Welcome back, everyone. So we spent a lot of time learning how to conduct a hypothesis test of one sample when we're doing a proportion. But as you get deeper into the course, some of the problems you may start to run into will give you two sets of data or two samples and ask you to conduct a hypothesis test where you're looking at the difference between these two proportions. Now this might seem like it's going to be twice as complicated or twice the amount of work, but, thankfully, all of the basic steps are exactly the same. We're going to write some hypotheses, calculate some test statistics, which are z scores, find a p-value, and then write a conclusion.
Alright? Now, of course, there are a few things that are a little bit different, but don't worry because I'm going to walk you through all of this. We're going to jump right into an example, and I'll show you how it works. Alright? Let's get started.
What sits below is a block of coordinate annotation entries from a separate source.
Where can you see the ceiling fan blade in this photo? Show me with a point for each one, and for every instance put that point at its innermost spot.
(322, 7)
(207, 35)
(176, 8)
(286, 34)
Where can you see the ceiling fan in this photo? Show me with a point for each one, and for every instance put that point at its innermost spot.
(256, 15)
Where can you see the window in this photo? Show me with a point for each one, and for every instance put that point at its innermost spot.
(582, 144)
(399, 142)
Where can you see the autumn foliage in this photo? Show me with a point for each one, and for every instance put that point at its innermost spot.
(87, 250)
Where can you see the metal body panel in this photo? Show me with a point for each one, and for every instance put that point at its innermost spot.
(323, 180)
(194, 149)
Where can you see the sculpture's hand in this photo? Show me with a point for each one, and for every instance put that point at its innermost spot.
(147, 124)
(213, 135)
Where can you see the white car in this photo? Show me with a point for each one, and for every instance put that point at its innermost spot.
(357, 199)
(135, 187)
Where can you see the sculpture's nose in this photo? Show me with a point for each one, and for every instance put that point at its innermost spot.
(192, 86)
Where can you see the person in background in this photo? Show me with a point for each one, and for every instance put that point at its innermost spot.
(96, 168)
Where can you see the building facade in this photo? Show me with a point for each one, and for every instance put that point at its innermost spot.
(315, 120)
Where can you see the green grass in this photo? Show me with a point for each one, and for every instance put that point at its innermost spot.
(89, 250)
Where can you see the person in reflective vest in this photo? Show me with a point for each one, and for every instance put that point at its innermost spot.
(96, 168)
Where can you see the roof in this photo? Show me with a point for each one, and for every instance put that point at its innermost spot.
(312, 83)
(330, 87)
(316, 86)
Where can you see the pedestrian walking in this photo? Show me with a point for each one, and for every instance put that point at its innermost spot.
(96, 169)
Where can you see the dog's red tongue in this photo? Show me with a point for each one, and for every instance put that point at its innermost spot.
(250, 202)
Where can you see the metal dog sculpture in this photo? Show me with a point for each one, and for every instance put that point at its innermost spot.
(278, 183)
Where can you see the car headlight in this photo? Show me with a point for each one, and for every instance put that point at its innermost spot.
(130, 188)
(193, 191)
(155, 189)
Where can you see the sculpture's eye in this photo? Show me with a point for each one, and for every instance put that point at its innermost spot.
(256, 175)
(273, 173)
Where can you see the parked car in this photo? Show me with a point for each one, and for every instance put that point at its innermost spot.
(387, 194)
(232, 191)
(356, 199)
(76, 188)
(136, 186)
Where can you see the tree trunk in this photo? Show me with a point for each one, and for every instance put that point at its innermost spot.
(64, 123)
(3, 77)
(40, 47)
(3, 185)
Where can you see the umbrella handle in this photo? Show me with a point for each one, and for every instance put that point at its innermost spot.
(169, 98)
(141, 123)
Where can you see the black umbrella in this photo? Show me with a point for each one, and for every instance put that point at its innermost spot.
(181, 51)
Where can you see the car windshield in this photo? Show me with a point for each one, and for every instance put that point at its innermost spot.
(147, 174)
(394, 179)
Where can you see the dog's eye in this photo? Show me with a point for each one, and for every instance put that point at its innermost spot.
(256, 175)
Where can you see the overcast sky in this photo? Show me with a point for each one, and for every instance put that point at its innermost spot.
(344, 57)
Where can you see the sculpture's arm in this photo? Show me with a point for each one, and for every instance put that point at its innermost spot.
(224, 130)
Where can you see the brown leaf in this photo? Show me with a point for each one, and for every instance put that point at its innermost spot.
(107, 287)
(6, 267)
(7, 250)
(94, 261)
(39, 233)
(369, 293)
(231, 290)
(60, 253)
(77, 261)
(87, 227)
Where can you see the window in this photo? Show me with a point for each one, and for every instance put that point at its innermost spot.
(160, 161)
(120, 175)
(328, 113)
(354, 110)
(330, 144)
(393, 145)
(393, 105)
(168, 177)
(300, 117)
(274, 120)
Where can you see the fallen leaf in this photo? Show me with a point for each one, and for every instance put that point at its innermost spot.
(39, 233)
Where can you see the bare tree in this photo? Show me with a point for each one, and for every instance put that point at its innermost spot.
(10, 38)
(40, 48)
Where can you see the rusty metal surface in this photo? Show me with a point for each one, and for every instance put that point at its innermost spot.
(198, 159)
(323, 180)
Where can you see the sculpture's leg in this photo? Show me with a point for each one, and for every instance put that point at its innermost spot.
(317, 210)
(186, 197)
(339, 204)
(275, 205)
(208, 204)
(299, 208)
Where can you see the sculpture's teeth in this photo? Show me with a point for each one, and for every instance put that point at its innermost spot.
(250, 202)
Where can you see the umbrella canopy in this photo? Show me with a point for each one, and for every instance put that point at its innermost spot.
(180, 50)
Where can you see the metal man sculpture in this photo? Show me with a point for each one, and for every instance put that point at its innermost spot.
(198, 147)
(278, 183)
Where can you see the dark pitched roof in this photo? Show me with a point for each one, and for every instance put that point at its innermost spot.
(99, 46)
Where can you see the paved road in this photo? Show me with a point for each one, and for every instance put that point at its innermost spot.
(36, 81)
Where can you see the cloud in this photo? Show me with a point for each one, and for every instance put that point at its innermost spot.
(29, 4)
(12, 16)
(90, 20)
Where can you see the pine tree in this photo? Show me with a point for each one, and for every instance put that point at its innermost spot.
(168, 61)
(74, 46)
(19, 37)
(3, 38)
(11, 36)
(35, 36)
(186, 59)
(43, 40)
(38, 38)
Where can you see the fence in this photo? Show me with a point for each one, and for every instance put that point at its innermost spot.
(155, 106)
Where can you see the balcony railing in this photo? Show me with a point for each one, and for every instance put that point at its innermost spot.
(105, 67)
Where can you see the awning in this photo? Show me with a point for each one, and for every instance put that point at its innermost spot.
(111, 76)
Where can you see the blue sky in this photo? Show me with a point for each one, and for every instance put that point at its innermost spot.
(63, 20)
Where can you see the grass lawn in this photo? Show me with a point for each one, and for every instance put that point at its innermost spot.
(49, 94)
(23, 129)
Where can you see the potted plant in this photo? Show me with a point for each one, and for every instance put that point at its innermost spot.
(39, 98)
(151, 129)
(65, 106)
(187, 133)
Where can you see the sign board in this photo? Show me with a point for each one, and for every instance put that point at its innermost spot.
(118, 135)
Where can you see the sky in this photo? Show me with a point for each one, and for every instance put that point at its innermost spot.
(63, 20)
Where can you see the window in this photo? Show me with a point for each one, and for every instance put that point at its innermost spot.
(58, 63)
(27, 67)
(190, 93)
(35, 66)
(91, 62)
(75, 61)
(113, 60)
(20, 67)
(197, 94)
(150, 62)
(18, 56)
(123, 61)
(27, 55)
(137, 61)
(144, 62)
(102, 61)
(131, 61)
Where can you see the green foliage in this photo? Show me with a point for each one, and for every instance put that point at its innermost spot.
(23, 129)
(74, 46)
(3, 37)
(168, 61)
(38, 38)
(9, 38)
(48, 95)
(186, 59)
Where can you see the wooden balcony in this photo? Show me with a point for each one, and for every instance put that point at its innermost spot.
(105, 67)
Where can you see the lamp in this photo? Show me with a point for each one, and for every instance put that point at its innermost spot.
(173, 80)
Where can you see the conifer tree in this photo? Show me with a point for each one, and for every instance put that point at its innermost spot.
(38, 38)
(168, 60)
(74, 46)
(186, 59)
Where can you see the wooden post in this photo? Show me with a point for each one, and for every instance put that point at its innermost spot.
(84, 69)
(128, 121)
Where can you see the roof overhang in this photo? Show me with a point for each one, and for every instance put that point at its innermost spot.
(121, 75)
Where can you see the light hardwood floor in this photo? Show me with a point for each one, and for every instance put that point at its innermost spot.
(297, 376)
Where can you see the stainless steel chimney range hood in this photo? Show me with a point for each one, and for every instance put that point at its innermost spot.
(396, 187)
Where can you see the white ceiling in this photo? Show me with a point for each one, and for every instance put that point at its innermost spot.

So, basically, the basic difference here is that in a hypothesis test with two samples instead of one, we're going to test claims about the difference in the two proportions. So let's go ahead and just take a look at our problem over here. So this table that's shown to us on the right summarizes a study done on the success rate, so there are percentages, of a nicotine patch in helping people quit smoking. So we're going to do a hypothesis test within a significance level alpha as 0.05 to determine if the proportion in these two subjects is different in the two groups. This is always how these problems will go.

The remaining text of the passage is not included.